Cardiovascular MR imaging has become a valuable diagnostic modality. The need for speed and efficiency when imaging cardiovascular structures has helped to drive the development of rapid imaging techniques and advanced MR hardware.

The growing availability of high-field MRI systems is now prompting interest in 3T cardiovascular MRI. The move from 1.5T to 3T means a doubling in signal-to-noise ratio. Subsequent gains in contrast-to-noise ratio, imaging speed, and efficiency can be translated into added diagnostic value.

Many of the high-field cardiovascular MRI applications earn the moniker of “advanced techniques.” High-field cardiovascular MRI has been regarded as one of the most challenging MR applications owing to practical obstacles associated with magnetic field inhomogeneities, radiofrequency nonuniformities across the heart, and RF power deposition constraints.

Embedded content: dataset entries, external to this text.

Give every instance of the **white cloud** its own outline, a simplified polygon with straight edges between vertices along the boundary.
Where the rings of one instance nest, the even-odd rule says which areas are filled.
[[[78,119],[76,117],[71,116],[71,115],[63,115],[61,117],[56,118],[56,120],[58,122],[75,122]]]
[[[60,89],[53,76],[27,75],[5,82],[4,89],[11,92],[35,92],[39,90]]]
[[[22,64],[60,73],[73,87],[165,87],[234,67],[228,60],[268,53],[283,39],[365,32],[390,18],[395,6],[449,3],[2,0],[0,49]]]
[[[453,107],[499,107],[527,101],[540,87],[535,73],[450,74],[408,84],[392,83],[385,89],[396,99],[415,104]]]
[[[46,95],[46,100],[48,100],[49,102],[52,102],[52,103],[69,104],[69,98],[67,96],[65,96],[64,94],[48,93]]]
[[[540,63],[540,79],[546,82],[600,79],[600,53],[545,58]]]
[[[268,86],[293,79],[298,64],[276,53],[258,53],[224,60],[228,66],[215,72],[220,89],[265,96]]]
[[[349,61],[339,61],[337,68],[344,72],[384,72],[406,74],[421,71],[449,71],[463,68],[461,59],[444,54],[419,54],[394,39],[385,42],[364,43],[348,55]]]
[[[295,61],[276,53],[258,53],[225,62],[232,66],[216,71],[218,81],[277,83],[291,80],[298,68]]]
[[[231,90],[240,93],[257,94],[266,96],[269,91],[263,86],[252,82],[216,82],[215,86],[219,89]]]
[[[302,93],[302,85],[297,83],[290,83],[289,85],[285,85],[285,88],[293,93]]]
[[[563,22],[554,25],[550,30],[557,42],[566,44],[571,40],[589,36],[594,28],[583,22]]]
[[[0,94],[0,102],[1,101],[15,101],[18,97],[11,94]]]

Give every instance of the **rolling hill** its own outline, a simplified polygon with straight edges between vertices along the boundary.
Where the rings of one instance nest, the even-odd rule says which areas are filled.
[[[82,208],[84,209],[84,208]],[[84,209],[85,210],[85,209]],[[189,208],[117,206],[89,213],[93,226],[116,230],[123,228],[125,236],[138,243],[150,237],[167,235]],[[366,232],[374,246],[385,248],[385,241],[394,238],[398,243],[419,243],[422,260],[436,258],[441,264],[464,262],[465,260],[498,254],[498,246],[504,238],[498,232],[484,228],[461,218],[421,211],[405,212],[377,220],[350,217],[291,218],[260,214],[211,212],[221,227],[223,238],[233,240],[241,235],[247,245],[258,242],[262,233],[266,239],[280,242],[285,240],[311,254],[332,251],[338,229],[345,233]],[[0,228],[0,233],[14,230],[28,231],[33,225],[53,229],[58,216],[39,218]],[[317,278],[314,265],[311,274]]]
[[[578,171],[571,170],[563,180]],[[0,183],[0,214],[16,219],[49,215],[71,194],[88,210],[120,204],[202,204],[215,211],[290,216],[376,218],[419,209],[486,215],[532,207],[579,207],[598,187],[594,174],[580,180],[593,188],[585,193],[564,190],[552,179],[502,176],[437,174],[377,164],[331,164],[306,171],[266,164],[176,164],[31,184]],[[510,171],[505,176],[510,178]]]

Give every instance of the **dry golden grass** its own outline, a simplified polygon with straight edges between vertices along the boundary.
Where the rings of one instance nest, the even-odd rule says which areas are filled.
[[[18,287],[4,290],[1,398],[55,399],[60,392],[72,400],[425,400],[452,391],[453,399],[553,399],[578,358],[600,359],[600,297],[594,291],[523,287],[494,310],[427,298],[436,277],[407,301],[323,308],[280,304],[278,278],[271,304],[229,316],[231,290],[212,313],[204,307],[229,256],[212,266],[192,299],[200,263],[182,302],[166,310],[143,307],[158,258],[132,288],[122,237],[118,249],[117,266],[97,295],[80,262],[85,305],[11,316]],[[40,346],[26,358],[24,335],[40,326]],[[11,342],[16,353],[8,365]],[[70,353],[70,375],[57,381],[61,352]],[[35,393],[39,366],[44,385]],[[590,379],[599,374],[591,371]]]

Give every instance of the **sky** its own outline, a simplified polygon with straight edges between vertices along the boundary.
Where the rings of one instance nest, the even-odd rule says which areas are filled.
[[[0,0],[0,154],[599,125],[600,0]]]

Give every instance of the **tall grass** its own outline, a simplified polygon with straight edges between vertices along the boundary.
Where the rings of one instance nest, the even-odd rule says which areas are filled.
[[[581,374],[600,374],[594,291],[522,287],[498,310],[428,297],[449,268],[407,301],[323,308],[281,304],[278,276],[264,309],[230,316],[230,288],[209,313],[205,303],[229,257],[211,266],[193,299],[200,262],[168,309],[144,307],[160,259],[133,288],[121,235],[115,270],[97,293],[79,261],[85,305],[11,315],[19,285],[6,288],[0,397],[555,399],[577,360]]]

CVMR is an area in which 3T imaging boasts a number of advantages over 1.5T. Gains in spatial and temporal resolution can be invested in streamlining structural and functional cardiovascular imaging and can also be used to facilitate targeted tissue characterization and improve access to physiological information.

ADDED VALUE

First-pass contrast-enhanced MR angiography is a particularly appealing candidate for high-field CVMR. Contrast between blood vessels and background tissue on 3T images is superior to that on images acquired at 1.5T.

High-field MRA thrives on turning SNR into speed to capture the arterial phase of contrast enhancement. The benefits of high-field MRA may be exploited to increase anatomic coverage or spatial resolution within a given imaging time. This allows comprehensive scanning of any target vessel territory, while avoiding the frequently encountered difficulty of truncated anatomy. Continuous volumetric, time-resolved MRA can also be performed with temporal resolution that would be unattainable at 1.5T (i.e., two to four seconds). This makes it possible to evaluate contrast dynamics or to distinguish arterial from venous phases without substantially sacrificing the spatial resolution.

High-field imaging may also open up new clinical territory. The extension of MRA to include submillimeter spatial resolution imaging of tiny peripheral vessels (Figure 1), for example, may allow MRI to replace digital subtraction angiography for vessel flow and assessment prior to bypass surgery.1 This approach has been impossible at 1.5T.